In the example of the maker lab with the twitter api, if we remove kinesis and go directly to the s3 bucket wouldnt it all still work? At the end of the day the bottleneck will still be S3 and how fast it can get the data in. In addition, if youre worried about S3 not being able to absorb the load would SQS help in that. It seems to be kinesis is just a glorified SQS queue that can read data in really fast but at the end of the day just a queue for big amounts of data.
You are correct that there are many many different ways to take in masses of data. The idea of many labs is to get students hands-on familiarity with certain services as was in the case of the Twitter Maker Lab. I could have used SQS, could have used Lambda directly, maybe API Gateway to SNS, S3 directly, RDS, DynamoDB directly, or even JSON files dropped on EBS volumes for that matter.
Kinesis is best for real-time streaming data scenarios…think IoT sensors or telemetry use cases where you need to continuously accept and process a stream of data with almost no latency. SQS is more appropriate for store-and-forward scenarios.
In the end, it’s really up to you as a Solutions Architect to decide which tool in the toolbox is most appropriate.
It’s worth remembering that the maker lab is a "contrived" example since it’s a demo. The point of Kinesis seems to be (please correct me if I’m wrong Scott) that you can get really high throughput from many data producers to many data consumers while also being able to analyze and transform the data as it streams through.
You can’t accomplish this with SQS alone, or S3 alone. Neither one supports stream processing or analytics. They are also very limited compared to Kinesis in the number of storage backends they can be configured to automatically ship the data off to (in fact, all you can really do is configure them to trigger Lambda functions). Also, SQS is a more traditional message queue in that it does not allow multiple consumers to see the same data at the same time. When one consumer pulls a message from the queue, it becomes invisible to other consumers for the duration of the visibility timeout. To fan that data out, you need to add SNS along with a separate queue for each consumer. With Kinesis, you can configure Firehose so that each item goes to multiple places "automatically."
Yep, David, you’re exactly right.
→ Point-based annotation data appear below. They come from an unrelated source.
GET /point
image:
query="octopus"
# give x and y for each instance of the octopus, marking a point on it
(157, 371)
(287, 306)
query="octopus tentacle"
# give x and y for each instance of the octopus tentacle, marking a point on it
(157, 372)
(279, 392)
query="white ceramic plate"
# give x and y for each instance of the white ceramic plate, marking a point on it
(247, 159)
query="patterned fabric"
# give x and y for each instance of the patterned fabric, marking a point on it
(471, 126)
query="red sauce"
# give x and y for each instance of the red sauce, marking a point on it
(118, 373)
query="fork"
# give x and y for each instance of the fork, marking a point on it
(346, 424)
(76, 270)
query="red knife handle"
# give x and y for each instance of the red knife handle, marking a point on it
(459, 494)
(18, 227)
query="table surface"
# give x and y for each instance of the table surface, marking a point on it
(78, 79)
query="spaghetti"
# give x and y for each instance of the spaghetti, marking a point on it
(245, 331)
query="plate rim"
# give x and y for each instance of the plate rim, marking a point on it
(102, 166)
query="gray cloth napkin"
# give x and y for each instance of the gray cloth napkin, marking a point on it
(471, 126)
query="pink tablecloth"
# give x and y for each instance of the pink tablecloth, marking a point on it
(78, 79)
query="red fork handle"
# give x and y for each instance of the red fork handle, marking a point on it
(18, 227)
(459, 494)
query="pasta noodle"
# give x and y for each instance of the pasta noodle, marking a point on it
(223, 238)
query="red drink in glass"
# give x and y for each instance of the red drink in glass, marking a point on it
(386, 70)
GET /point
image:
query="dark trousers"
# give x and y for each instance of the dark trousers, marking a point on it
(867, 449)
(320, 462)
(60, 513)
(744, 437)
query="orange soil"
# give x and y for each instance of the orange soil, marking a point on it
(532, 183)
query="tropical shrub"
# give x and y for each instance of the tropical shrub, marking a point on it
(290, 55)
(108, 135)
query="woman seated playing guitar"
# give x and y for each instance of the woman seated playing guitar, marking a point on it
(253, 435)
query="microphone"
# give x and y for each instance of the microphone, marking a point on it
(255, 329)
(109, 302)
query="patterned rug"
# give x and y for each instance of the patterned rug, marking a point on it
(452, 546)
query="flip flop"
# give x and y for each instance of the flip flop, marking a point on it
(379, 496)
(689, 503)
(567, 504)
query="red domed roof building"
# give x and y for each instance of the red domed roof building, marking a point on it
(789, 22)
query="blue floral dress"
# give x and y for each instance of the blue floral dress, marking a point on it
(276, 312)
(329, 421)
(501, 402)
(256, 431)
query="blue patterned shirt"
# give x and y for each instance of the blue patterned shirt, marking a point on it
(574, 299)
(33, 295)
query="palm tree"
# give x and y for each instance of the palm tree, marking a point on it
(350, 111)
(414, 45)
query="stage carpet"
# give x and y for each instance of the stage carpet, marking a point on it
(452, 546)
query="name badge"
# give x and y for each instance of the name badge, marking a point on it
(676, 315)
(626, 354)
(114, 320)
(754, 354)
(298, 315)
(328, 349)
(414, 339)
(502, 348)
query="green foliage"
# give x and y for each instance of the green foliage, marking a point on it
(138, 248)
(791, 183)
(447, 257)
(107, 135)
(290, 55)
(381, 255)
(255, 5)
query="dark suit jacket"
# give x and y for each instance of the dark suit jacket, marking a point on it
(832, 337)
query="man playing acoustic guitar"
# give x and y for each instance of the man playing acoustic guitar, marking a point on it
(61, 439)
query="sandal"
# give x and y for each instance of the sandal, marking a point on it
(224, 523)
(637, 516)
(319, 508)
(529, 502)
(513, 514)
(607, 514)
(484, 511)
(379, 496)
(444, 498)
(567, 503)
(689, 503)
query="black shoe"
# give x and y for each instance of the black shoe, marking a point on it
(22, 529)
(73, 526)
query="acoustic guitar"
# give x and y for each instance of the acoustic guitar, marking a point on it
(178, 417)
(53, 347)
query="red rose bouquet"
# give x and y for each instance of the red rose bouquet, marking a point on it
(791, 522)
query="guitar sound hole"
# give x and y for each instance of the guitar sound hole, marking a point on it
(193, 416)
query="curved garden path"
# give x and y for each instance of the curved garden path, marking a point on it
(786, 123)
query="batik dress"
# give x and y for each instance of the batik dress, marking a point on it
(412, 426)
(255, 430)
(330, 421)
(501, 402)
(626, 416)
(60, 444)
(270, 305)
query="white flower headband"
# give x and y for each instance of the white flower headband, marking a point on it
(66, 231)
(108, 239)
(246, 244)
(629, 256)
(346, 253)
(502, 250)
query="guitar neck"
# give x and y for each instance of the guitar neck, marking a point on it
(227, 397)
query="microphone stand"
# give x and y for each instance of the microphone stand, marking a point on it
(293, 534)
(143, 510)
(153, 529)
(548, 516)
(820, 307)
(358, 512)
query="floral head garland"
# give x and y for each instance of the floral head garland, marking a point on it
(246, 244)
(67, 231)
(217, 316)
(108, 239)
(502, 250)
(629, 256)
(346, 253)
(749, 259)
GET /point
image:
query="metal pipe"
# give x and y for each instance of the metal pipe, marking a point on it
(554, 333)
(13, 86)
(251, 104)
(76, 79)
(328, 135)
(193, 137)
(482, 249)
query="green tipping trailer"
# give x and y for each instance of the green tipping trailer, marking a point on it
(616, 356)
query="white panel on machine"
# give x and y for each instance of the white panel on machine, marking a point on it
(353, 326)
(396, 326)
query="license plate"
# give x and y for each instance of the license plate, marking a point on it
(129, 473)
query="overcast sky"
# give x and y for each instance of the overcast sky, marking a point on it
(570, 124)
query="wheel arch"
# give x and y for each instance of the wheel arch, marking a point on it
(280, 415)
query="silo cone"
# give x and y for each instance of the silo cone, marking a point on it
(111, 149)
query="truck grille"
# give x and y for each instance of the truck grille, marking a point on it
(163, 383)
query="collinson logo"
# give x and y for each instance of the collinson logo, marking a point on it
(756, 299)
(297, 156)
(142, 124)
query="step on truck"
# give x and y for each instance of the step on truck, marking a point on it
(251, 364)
Most labs aren’t designed to be "reference models" but rather their objective is to provide people an excuse to get hands-on.
In the end we decided to go with the managed Kafka service, Kinesis just seems to expensive for big throughputs
I can relate to this question, and not just for Kenisis. Honestly, it’s getting to a point where I feel like Amazon creates product offerings just for fun. There are soooo many overlaps in service and features in the product lines. Perhaps it’s getting more annoying than confusing!